And the nominees are...
Neil Blomkamp and Terri Tatchell for District 9
The writing here has real flashes of brilliance that (mostly) serve to overshadow some structural issues with the film as a whole. I'm forgiving because the piece is so (again, mostly) inspired.
Lynn Barber and Nick Hornby for An Education
Yes, I described this film as wispy as all get out. And I stand by that. But within the wisps, there is true character development, great one-liners and a well-observed world, albeit one that we have seen before. And great acting (like Mulligan) is often begat form great writing.

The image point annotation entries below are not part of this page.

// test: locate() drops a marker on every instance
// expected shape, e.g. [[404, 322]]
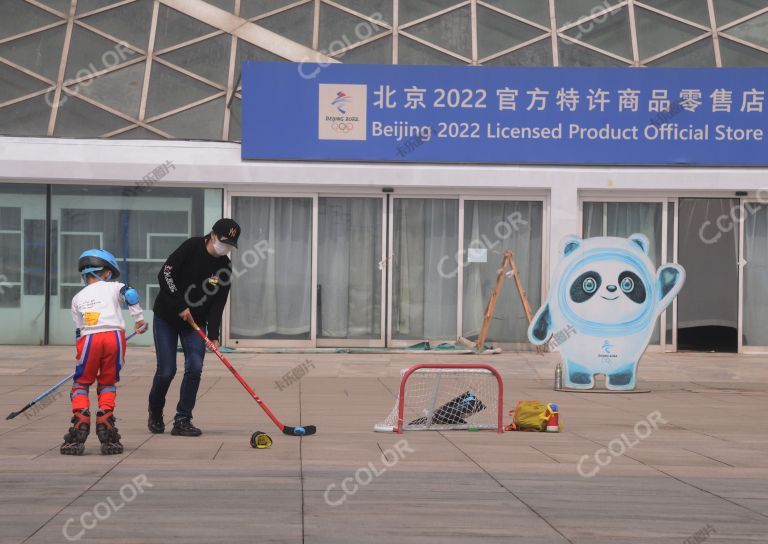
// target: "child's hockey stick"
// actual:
[[292, 431], [41, 396]]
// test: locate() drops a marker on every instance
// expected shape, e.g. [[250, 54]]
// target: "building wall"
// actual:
[[157, 69]]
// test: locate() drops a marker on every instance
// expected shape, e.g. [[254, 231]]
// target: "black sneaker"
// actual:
[[155, 423], [184, 427]]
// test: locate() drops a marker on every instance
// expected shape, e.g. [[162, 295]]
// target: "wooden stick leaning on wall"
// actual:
[[507, 262]]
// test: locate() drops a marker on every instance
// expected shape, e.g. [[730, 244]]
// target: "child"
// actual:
[[100, 334]]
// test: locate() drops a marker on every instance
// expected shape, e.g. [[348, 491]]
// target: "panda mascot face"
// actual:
[[602, 307], [605, 290]]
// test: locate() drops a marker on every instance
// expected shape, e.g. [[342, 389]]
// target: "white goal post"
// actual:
[[435, 397]]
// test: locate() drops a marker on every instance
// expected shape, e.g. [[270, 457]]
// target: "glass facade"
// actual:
[[140, 226], [140, 69]]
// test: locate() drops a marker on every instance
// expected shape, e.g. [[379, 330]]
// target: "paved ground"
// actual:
[[702, 476]]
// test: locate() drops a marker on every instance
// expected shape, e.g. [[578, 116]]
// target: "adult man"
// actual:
[[194, 281]]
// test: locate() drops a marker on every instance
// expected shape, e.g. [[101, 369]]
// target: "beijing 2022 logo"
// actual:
[[342, 111]]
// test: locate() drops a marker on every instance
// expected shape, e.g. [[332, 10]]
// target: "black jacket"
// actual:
[[193, 278]]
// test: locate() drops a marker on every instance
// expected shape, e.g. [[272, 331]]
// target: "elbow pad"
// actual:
[[130, 295]]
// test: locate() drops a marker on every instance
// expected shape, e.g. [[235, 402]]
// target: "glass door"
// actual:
[[273, 300], [423, 293], [22, 264], [708, 249], [753, 280], [490, 228], [350, 286]]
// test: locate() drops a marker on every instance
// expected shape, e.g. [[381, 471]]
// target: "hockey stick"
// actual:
[[292, 431], [41, 396]]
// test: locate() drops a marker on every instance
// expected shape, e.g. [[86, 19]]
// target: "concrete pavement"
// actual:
[[702, 476]]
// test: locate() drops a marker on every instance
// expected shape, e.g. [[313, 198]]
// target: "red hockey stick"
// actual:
[[292, 431]]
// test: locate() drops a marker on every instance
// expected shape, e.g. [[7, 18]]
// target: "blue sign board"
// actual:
[[442, 114]]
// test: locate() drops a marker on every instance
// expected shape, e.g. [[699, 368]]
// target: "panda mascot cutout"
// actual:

Geoffrey Fletcher for Precious
"My favorite color is fluorescent beige..." Not in the novel. Sapphire didn't write that. That's pure, vintage Fletcher. And this highlights why I'm citing him here. The material practically begs to be relentless and awful, but Fletcher never forgets to find the real humor and the human connection. Great work.
Joe Penhall for The Road
Sparse, economic, often haunting. I am not judging Penhall's script against its staggering, elegaic source material. Make no mistake: The Road is an unfilmable novel. But he captures much of what makes the novel great--the aching sense of love and devotion between The Man and The Child, the desolation twinged with glimmers of hope in just the right places.
David Eggers and Spike Jonze for Where the Wild Things Are
This adaptation of Maurice Sendak's novel breaks several rigid conventions of screenwriting that are often red flags. The late-breaking inciting incident, the compounded third act, to name a few. And yet, it does what an adaptation of this work should do--it captures the wonder and the beauty and never loses the lens of the child.
Finalists/Semi-Finalist: Oddly enough...none. This was not really a bell-weather year for adaptations. I enjoyed parts of Up in the Air, but I cannot in good conscience cite it here (although I guess I just did). More in a later post on exactly why a second viewing of Up in the Air moved my reaction from tepid enjoyment, to distant coldness with traces of anger and annoyance here and there. I have a bone to pick with Jason Reitman.